Can you hear me now?

 Do you expect your mobile apps to always have access to data?

How important is it for people out in the field to be able view and input information even when network connectivity is poor or non-existent?

With everything being in the cloud, micro-services architecture and designing for omni-channel, most data is stored somewhere on the cloud and accessed via api calls of some sort. This works until someone is trying to use a mobile application and network connectivity is not present. This could mean lost sales and lost opportunities.

The solution is usually to use a local db like sql lite or so that works on the platform and then build a sync functionality. Even though this sounds fine, the details are what will get you. There are a lot of details regarding sync, conflict resolution and many more things that will make this a lot more complicated that it appears.

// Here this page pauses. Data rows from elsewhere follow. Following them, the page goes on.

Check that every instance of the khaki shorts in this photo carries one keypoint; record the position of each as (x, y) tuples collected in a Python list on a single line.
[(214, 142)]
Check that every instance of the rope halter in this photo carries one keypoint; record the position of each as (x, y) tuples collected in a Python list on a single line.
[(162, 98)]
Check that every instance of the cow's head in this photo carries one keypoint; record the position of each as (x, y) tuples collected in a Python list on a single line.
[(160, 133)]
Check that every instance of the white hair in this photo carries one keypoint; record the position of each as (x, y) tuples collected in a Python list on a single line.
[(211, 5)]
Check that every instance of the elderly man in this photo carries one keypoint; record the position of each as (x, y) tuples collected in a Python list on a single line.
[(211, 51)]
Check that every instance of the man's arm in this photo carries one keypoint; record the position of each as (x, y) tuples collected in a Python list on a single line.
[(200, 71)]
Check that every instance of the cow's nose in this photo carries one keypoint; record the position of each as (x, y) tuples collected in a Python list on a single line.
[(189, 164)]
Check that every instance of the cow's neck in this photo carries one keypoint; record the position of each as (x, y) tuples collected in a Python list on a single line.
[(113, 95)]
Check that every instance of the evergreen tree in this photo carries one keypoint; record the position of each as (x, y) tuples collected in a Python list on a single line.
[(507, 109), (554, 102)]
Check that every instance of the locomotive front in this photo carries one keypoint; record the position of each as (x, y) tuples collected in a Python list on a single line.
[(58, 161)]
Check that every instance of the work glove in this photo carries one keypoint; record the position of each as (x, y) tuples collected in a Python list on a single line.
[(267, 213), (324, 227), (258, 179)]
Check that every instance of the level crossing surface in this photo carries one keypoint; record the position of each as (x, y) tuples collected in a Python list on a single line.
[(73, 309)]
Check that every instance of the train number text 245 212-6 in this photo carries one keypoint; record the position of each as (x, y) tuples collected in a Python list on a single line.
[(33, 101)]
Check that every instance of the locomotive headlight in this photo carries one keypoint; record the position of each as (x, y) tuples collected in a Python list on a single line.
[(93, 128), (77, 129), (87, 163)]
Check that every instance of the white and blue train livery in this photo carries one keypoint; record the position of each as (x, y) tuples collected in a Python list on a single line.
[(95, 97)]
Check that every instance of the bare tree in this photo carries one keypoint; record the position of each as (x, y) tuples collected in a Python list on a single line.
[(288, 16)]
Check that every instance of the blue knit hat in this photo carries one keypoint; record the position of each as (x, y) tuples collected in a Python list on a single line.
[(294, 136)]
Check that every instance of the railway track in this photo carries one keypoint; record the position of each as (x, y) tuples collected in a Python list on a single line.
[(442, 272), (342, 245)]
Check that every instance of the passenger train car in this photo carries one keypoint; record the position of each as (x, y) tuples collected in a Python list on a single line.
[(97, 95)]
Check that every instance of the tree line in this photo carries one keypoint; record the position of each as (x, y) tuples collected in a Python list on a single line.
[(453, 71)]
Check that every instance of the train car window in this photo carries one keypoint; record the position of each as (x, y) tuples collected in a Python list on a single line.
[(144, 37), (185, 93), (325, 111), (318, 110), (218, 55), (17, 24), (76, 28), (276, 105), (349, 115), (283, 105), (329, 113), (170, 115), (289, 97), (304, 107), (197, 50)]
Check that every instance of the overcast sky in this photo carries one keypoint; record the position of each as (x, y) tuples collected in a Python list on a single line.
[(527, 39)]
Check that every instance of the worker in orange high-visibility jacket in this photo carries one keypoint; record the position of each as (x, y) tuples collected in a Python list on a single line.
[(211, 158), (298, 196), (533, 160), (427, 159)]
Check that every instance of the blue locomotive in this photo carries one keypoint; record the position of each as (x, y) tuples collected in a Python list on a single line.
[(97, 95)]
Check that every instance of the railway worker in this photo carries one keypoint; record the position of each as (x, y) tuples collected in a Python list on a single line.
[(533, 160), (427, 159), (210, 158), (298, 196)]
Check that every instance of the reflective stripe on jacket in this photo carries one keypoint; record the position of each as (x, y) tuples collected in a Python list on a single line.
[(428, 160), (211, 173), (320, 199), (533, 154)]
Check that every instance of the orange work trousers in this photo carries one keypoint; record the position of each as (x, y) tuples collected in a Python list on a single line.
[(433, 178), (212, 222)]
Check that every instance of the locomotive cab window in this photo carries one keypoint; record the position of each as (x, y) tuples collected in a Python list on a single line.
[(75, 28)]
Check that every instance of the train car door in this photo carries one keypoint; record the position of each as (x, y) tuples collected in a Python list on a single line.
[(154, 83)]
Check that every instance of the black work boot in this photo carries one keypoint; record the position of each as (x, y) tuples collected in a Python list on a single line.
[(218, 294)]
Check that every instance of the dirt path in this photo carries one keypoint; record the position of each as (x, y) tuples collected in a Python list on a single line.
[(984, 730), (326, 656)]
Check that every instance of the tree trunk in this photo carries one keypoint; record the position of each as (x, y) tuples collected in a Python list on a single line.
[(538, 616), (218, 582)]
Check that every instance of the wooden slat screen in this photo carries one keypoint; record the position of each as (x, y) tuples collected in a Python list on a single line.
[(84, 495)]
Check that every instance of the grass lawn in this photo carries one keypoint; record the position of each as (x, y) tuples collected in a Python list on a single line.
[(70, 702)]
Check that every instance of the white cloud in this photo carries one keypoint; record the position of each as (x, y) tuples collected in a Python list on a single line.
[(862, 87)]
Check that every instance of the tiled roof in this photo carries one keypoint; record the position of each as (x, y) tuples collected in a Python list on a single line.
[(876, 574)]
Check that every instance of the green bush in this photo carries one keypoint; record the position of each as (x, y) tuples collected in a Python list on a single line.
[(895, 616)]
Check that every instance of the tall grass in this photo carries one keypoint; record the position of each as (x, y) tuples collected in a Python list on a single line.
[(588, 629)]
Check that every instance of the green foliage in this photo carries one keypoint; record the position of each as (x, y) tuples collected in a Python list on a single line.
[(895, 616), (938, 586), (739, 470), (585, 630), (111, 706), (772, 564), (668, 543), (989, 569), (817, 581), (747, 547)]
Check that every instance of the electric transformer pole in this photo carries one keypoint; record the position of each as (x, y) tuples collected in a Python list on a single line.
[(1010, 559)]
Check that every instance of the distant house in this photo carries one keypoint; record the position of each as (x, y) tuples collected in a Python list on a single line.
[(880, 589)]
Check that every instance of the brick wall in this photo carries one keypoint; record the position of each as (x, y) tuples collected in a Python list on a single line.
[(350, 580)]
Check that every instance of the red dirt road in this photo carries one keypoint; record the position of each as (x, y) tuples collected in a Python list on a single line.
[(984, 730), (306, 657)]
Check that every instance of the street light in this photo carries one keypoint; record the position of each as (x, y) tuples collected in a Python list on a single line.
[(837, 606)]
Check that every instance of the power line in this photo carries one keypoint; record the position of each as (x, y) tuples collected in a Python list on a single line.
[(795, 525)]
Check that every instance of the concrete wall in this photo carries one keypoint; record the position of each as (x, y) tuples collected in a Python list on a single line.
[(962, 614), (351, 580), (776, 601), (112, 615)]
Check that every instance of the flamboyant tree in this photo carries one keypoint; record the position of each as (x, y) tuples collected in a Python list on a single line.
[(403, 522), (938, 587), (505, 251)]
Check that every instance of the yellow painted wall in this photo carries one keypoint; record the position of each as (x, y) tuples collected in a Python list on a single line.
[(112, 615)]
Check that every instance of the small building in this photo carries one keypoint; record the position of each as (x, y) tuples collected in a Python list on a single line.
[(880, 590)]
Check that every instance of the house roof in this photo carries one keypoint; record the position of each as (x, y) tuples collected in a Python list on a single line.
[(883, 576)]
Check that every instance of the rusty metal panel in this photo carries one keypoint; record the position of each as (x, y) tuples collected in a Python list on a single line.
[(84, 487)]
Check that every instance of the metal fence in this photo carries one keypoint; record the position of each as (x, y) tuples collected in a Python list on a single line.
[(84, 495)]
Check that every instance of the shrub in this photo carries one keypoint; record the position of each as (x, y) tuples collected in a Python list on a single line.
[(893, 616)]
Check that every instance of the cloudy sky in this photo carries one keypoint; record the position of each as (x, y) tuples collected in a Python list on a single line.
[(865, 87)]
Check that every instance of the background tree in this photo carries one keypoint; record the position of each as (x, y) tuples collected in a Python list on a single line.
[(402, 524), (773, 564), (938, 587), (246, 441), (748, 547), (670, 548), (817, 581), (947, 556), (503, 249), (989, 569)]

That is why a solution such as Couchbase’s Lite DB along with sync gateway would be a better solution. It does most of the heavy lifting for all of the above woes and the mobile developers can focus on the core application functionality.

It is easy to over look this. Even though it appears like we are in a uber connected world, it is not all rosy as it seems. We can also see that the major cloud providers address the latency issue at least via the edge solutions.

In a world where our devices are more powerful than ever, delegating them to just be dumb terminals that fail without connectivity is shameful and we should implement robust solutions that continue working and is accessible everywhere.